To fight this scourge, huge sums of money are being spent. Gas heating is being installed in old apartments. New highways are being built on the periphery and a new subway line downtown, which will open next month, may help cut down on car fumes.
But despite spending 15 billion crowns ($1.5 billion) over the past five years, and preparing to spend 15 billion crowns more, Mr. Skoda admits that all the scaffolding in the world cannot stop the rot of old buildings.
``Every building is damaged,'' he says. ``Copper plate on churches which used to last for centuries is being destroyed, and faades of restored buildings become dirty again after a few years.''
Still, in some ways, life in Prague remains comfortable. Stores are stocked full, if not always with the best quality goods. Restaurants remain rustic, caf'es charming. The superb subway speeds along, spotless and silent.
But touching tales tumble out from ordinary citizens about life in the past.
One young woman speaks of her father, who was a professor. After the 1968 Soviet invasion which ended the brief Prague Spring of reform, he refused to sign a loyalty oath. He was banished from the Communist Party and fired from his job. For that crime, his daughter also was punished. She was banned from attending university.
The story is common. In the years following 1968, more than 500,000 Czechoslovaks were banished from the party. Former professors work as night watchmen, journalists as stokers in steel works. Their children suffer similar fates.
But the young woman defends her life today.
``Life here is comfortable,'' she says without bitterness. ``We have enough to eat, we have cars, country houses, all without the pressures of trying to get these things in the West. But at the same time you live with a sense of being closed in. There is no space for ambition, for expression. . . ''
Franz Kafka would have understood. The famous writer was born in Prague, was buried in Prague, and spent almost all 41 years of his life in Prague. He always dreamed of leaving; he never did. Staying, he wrote about his nightmares.
Walk to Maisel Street near the Old Town Square and on the wall of a drab building hangs an image of Kafka's face, his brooding, chiseled features cast in bronze.
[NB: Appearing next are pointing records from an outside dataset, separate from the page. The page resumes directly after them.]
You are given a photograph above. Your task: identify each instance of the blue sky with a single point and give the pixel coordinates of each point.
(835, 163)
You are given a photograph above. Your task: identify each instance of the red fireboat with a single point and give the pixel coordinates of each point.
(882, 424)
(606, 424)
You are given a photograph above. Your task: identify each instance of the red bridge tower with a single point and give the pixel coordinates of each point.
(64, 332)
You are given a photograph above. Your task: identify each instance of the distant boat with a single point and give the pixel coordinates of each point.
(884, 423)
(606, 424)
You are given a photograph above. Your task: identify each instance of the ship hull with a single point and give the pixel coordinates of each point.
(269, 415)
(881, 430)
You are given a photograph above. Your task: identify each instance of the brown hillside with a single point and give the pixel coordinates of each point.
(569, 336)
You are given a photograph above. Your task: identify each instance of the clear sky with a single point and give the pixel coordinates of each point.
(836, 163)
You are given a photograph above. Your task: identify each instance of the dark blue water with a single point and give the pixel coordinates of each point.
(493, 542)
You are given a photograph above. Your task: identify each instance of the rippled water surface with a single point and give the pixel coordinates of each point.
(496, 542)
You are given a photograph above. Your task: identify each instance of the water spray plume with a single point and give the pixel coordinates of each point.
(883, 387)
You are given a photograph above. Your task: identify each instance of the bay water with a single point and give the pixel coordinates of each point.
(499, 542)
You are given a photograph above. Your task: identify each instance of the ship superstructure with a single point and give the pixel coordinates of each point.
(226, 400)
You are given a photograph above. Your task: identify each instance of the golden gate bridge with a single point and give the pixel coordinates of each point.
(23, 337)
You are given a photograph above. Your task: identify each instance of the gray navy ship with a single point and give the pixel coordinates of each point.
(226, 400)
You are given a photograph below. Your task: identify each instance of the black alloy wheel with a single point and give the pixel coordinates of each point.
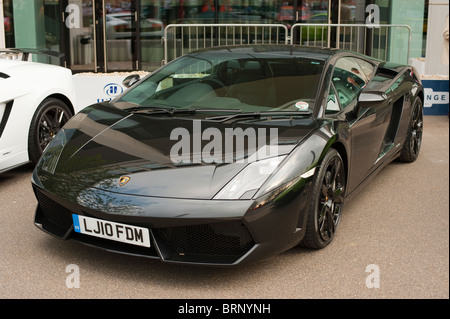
(49, 118)
(327, 200)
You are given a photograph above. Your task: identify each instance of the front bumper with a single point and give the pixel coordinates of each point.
(207, 232)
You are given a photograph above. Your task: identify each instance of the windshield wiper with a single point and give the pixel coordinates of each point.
(152, 110)
(255, 115)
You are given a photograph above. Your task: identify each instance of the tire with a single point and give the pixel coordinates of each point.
(326, 202)
(49, 118)
(411, 146)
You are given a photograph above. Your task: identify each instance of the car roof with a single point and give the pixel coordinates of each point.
(281, 50)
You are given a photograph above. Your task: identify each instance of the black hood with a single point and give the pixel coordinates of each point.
(104, 143)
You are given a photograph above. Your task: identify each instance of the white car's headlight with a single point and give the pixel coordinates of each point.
(247, 182)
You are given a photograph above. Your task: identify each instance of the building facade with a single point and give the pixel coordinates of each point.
(125, 35)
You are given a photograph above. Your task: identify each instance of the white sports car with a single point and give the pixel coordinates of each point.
(36, 100)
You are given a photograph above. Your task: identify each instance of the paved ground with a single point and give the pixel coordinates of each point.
(397, 230)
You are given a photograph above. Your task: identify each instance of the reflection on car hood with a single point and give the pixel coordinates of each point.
(104, 144)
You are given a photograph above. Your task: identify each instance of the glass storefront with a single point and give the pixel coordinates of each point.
(125, 35)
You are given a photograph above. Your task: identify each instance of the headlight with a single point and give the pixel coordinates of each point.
(247, 182)
(52, 152)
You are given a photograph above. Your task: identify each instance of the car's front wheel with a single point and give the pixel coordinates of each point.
(49, 118)
(413, 142)
(326, 201)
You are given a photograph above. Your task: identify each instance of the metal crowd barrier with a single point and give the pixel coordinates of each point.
(180, 39)
(385, 41)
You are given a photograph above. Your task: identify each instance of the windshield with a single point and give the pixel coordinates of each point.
(243, 82)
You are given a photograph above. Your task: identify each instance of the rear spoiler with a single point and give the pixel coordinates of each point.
(26, 53)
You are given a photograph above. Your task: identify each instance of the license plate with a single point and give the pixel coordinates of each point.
(110, 230)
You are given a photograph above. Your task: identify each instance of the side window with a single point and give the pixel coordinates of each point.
(367, 68)
(348, 80)
(332, 102)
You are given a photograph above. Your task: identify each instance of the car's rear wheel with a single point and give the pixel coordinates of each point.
(49, 118)
(413, 142)
(326, 202)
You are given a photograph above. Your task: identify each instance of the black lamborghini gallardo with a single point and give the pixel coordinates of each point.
(229, 155)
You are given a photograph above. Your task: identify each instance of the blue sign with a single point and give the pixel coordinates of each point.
(436, 97)
(112, 89)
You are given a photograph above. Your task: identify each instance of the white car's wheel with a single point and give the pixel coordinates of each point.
(49, 118)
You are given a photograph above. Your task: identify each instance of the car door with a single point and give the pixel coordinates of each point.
(366, 130)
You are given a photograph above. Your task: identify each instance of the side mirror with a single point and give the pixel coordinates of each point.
(130, 80)
(368, 99)
(372, 97)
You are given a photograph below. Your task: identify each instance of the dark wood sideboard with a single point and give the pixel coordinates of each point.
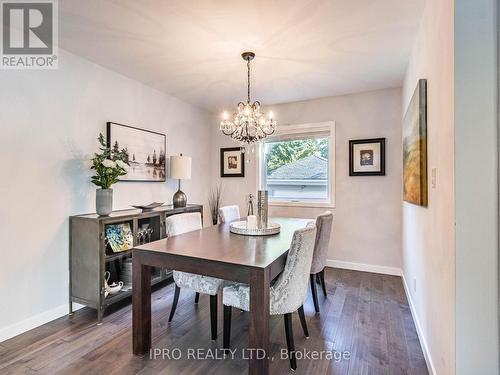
(90, 256)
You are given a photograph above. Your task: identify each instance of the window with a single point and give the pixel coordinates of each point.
(297, 165)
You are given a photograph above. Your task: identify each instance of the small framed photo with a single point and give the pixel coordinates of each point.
(232, 162)
(367, 157)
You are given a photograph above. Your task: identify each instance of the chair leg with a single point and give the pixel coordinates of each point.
(323, 285)
(303, 321)
(289, 341)
(174, 304)
(213, 316)
(226, 339)
(314, 293)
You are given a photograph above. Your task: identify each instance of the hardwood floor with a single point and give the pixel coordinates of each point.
(366, 319)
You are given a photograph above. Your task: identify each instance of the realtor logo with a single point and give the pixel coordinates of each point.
(29, 34)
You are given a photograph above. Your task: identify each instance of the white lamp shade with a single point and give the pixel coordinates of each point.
(180, 167)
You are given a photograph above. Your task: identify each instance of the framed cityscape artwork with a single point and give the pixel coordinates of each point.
(145, 151)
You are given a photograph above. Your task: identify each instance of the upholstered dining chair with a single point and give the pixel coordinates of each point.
(229, 213)
(183, 223)
(324, 230)
(287, 294)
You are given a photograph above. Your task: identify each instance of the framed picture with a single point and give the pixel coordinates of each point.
(145, 151)
(232, 162)
(367, 157)
(415, 147)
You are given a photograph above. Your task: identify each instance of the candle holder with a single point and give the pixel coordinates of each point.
(262, 209)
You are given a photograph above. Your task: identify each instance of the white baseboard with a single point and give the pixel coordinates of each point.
(35, 321)
(364, 267)
(421, 337)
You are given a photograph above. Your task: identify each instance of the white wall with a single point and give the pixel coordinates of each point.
(367, 216)
(476, 194)
(49, 121)
(428, 232)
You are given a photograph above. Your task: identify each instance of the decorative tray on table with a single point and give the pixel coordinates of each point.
(240, 227)
(148, 207)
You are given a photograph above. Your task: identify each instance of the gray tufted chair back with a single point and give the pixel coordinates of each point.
(229, 213)
(289, 291)
(321, 246)
(183, 223)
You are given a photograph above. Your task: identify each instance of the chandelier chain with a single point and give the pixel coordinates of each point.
(248, 124)
(248, 81)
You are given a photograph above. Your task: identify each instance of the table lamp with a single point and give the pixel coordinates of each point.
(180, 168)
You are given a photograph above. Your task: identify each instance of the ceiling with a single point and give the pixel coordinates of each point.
(191, 49)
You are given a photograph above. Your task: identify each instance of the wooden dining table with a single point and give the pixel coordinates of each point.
(215, 251)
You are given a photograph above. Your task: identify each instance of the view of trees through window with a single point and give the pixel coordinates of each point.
(285, 152)
(297, 170)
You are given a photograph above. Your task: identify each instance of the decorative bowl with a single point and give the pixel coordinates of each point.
(240, 227)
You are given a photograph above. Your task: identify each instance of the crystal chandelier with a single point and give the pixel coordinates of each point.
(248, 124)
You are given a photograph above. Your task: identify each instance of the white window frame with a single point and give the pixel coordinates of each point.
(284, 131)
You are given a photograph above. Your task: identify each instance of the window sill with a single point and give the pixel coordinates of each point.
(302, 204)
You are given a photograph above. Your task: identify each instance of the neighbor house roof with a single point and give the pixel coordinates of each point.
(310, 168)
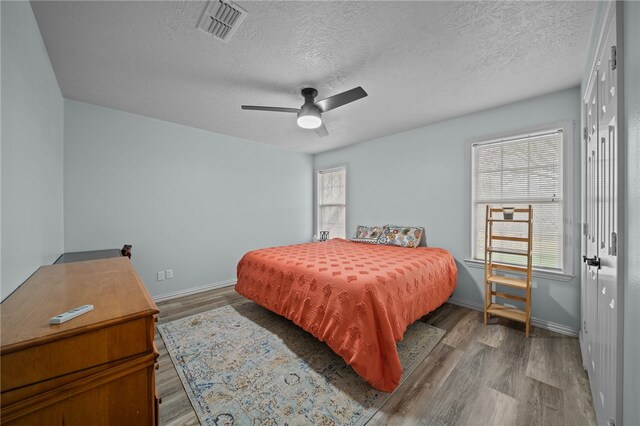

The building rots from disrepair, and Kafka's piercing stare remains partially hidden by nothing other than . . . you guessed it . . . scaffolding.
Here, a small plaque proclaims, stands the spot of the house of the writer's birthplace.
The modest memorial was unveiled in 1965, at a time when Kafka was metamorphosing from a decadent nihilist into a critic of capitalist alienation.
But his rehabilitation turned out to be brief. Since 1968, no copies of his works have been published here. Only a few works published in East Germany in German occasionally are available.
``Why should we publish Kafka?,'' asks Vera Adlova, secretary of the government-sponsored Czechoslovakian Union of Writers. ``He's interesting for intellectuals, but the man on the street doesn't want to read him. He always writes about the same thing, the solitude of the individual, a stupid affair leading to absurdity.''
For Mrs. Adlova, neither theme remains relevant in today's Prague.